In the cells below, use [Agglomerative clustering](https://scikit-learn.org/stable/modules/generated/sklearn.cluster.AgglomerativeClustering.html) to make cluster predictions on the datasets we've created and see how HAC's performance compares to k-mean's performance. 

**_NOTE_**: Don't just try HAC on the PCA-transformed dataset -- also compare algorithm performance on the scaled and unscaled datasets, as well! 

In [38]:
from sklearn.cluster import AgglomerativeClustering

# HAC on unscaled data
hac_unscaled = AgglomerativeClustering(n_clusters=2)
hac_unscaled_preds = hac_unscaled.fit_predict(df)
print("HAC ARS (unscaled):", adjusted_rand_score(channels, hac_unscaled_preds))

#  HAC on scaled data
hac_scaled = AgglomerativeClustering(n_clusters=2)
hac_scaled_preds = hac_scaled.fit_predict(scaled_df)
print("HAC ARS (scaled):", adjusted_rand_score(channels, hac_scaled_preds))

#  HAC on PCA data
hac_pca = AgglomerativeClustering(n_clusters=2)
hac_pca_preds = hac_pca.fit_predict(pca_df)
print("HAC ARS (PCA):", adjusted_rand_score(channels, hac_pca_preds))

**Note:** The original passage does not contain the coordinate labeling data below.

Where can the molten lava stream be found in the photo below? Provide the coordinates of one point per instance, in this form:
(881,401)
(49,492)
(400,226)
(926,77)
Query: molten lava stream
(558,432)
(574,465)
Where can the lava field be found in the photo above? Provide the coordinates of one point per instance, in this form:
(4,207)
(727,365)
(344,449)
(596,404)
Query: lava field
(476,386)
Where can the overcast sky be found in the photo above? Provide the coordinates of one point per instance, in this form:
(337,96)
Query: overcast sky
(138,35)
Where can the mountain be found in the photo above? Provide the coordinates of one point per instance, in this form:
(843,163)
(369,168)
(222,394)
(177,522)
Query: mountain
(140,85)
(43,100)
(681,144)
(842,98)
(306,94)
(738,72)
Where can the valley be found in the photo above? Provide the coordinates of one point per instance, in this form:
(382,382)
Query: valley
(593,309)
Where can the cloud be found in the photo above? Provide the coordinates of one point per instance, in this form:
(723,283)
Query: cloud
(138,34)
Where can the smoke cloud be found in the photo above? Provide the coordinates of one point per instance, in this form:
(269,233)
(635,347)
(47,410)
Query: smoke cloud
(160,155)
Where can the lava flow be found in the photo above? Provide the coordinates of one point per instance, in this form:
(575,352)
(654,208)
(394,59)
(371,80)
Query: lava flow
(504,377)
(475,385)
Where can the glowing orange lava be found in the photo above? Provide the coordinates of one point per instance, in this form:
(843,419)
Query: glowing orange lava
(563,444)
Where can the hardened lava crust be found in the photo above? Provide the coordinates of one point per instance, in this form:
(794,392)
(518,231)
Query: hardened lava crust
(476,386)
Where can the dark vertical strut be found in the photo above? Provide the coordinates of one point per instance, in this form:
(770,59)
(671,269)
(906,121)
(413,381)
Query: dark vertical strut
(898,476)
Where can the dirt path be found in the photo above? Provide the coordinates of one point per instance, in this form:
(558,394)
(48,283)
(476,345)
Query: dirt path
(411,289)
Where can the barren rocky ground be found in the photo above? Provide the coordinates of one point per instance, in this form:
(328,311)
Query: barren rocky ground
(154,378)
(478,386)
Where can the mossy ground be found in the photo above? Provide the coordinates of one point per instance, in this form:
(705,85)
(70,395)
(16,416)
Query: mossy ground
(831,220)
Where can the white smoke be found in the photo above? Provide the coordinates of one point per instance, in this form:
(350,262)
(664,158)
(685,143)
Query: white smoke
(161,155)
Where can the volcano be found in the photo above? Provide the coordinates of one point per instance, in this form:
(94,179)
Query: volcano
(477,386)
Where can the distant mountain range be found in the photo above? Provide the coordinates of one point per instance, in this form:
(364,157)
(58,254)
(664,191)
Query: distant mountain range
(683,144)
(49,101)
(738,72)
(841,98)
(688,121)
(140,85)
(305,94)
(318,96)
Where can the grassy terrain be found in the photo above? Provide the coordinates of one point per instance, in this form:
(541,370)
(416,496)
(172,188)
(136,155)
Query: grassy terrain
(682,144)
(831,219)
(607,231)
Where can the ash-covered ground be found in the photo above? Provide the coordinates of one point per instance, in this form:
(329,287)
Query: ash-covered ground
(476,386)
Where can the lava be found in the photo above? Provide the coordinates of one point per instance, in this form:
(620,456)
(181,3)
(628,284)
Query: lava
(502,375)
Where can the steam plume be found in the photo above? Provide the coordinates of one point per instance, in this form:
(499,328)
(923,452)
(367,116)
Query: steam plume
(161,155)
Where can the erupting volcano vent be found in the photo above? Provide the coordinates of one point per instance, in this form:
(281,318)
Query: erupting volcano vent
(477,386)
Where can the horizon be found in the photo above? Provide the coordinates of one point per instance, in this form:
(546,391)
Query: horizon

HAC ARS (unscaled): -0.01923156414375716
HAC ARS (scaled): 0.022565317001188977
HAC ARS (PCA): 0.022565317001188977


### Summary (Answer)
- Highest ARS:  Both PCA and scaled are high
- PCA effect:  no effect on scaled data

## Summary

In this lab, you used your knowledge of clustering to perform a market segmentation on a real-world dataset. You started with a cluster analysis with poor performance, and then implemented some changes to iteratively improve the performance of the clustering analysis!